Resta il paradosso di d’Annunzio contrario alla leva militare. Ma non fu il solo. Molti scrittori di “destra”, esteti armati e cultori di miti eroici, furono nemici della leva. E’ uscito al proposito un bel saggio di Giuseppe Scaraffia, “Scrittori in armi” (ed. Neri Pozza), in cui sfilano fiori di letterati europei. E tra loro mostrano allergia all’uniforme, alla vita militare, scrittori audaci come T.E.Lawrence che definì la sua leva “un suicidio spirituale”; Pierre Drieu La Rochelle, Emil Cioran e Mircea Eliade che pure furono militanti del movimento legionario di Codreanu; Hugo von Hofmannsthal, L.F. Céline (“Ho pianto come una bambina alla prima comunione”, dice, sorprendentemente, a proposito della leva, il feroce scrittore maledetto).
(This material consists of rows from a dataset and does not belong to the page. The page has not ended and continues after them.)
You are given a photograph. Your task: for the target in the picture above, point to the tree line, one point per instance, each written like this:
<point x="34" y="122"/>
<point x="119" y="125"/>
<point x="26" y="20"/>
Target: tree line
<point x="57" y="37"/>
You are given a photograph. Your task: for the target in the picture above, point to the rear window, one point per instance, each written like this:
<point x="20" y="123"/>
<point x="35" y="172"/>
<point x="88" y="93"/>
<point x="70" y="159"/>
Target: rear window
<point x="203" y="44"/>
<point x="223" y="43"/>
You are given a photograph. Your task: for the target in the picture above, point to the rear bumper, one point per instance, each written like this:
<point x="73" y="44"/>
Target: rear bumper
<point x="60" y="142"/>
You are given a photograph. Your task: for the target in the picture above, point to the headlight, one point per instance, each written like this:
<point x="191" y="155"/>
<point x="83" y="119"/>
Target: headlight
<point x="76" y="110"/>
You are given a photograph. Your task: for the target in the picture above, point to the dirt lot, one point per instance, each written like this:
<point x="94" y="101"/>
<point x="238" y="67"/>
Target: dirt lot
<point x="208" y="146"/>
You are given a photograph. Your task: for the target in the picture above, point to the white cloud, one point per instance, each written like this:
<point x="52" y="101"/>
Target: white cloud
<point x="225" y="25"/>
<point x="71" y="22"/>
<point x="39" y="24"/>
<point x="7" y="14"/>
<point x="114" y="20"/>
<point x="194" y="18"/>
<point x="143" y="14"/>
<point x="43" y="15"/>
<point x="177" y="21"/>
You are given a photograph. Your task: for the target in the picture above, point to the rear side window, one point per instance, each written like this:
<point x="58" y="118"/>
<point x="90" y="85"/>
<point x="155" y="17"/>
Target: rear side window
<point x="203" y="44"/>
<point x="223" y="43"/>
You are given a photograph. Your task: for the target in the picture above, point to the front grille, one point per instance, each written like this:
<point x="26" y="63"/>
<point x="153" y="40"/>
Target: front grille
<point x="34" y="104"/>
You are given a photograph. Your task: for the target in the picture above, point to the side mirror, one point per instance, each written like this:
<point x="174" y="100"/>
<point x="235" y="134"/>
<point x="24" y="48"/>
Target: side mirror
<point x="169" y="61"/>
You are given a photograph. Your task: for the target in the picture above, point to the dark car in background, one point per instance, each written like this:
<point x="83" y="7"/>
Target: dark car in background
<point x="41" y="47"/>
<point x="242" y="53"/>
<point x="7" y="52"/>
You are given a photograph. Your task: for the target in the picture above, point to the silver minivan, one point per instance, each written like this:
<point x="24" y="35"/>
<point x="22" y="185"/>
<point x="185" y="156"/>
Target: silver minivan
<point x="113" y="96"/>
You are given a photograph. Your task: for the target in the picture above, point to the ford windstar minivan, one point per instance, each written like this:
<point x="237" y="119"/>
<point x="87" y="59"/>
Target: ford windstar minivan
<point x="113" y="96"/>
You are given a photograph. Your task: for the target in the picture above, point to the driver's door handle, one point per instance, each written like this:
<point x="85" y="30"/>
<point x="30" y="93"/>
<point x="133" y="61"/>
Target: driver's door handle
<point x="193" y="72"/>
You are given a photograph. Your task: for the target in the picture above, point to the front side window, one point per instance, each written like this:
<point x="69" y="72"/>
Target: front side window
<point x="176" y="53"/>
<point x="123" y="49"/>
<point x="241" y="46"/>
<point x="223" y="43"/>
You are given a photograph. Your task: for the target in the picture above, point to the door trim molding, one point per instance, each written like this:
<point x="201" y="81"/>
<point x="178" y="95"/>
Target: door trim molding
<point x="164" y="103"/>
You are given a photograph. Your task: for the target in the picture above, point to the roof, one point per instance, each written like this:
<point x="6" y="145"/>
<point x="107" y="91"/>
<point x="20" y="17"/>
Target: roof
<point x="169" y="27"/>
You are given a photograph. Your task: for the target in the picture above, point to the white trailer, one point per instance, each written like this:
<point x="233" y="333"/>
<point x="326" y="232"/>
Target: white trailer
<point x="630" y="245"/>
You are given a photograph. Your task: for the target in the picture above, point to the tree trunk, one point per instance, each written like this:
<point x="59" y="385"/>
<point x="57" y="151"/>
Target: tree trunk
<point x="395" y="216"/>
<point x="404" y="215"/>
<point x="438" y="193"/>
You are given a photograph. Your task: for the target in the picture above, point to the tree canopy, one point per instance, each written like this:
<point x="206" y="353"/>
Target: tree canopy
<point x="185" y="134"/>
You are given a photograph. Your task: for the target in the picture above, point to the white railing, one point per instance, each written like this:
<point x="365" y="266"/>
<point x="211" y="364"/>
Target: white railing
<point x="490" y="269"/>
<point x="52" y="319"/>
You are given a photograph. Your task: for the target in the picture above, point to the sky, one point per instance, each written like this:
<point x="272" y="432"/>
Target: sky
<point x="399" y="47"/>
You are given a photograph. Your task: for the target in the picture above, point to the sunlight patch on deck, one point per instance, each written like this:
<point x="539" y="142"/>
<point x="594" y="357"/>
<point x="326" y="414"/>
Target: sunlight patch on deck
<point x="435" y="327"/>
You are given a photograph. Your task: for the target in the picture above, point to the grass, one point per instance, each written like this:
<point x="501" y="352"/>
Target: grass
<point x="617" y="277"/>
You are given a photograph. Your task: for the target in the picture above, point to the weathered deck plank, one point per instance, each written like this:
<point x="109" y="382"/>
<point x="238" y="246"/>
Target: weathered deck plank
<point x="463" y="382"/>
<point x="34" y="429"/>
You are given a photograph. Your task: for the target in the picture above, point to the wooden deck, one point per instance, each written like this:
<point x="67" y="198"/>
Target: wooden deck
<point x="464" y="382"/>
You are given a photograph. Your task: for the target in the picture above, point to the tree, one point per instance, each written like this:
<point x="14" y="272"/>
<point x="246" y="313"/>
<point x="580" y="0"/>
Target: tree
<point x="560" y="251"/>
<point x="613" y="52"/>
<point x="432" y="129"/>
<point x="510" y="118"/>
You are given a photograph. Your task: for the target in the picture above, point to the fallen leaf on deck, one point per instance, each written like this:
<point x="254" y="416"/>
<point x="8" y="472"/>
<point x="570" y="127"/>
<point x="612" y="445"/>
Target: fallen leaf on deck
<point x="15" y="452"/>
E prima di loro Friedrich Nietzsche, profeta del superuomo, ebbe un’esperienza negativa sotto le armi e reputò grossolana la figura del guerriero. Pure Yukio Mishima, lo scrittore soldato, eroico samurai che si tolse la vita con un suicidio rituale nel nome dell’Eterno Giappone, violato e alienato dall’americanizzazione, da ragazzo fu esonerato dal servizio militare perché aveva avuto la tubercolosi. All’opposto, uno scrittore lontano dalla visione eroica e militare, come Franz Kafka, aveva tentato di arruolarsi nonostante avesse pure lui la tubercolosi. Più stridente è il contrasto tra d’Annunzio e Proust, che noi figuriamo come un delicato scrittore da camera, lontano dal mondo e dai suoi conflitti. E invece Proust, nonostante la sua scarsa attitudine alla vita militare, va di buon grado sotto le armi, da volontario, e si reputa fiero della sua vita in uniforme. Ma d’Annunzio era così grande che conteneva dentro di sé moltitudini, anche opposte.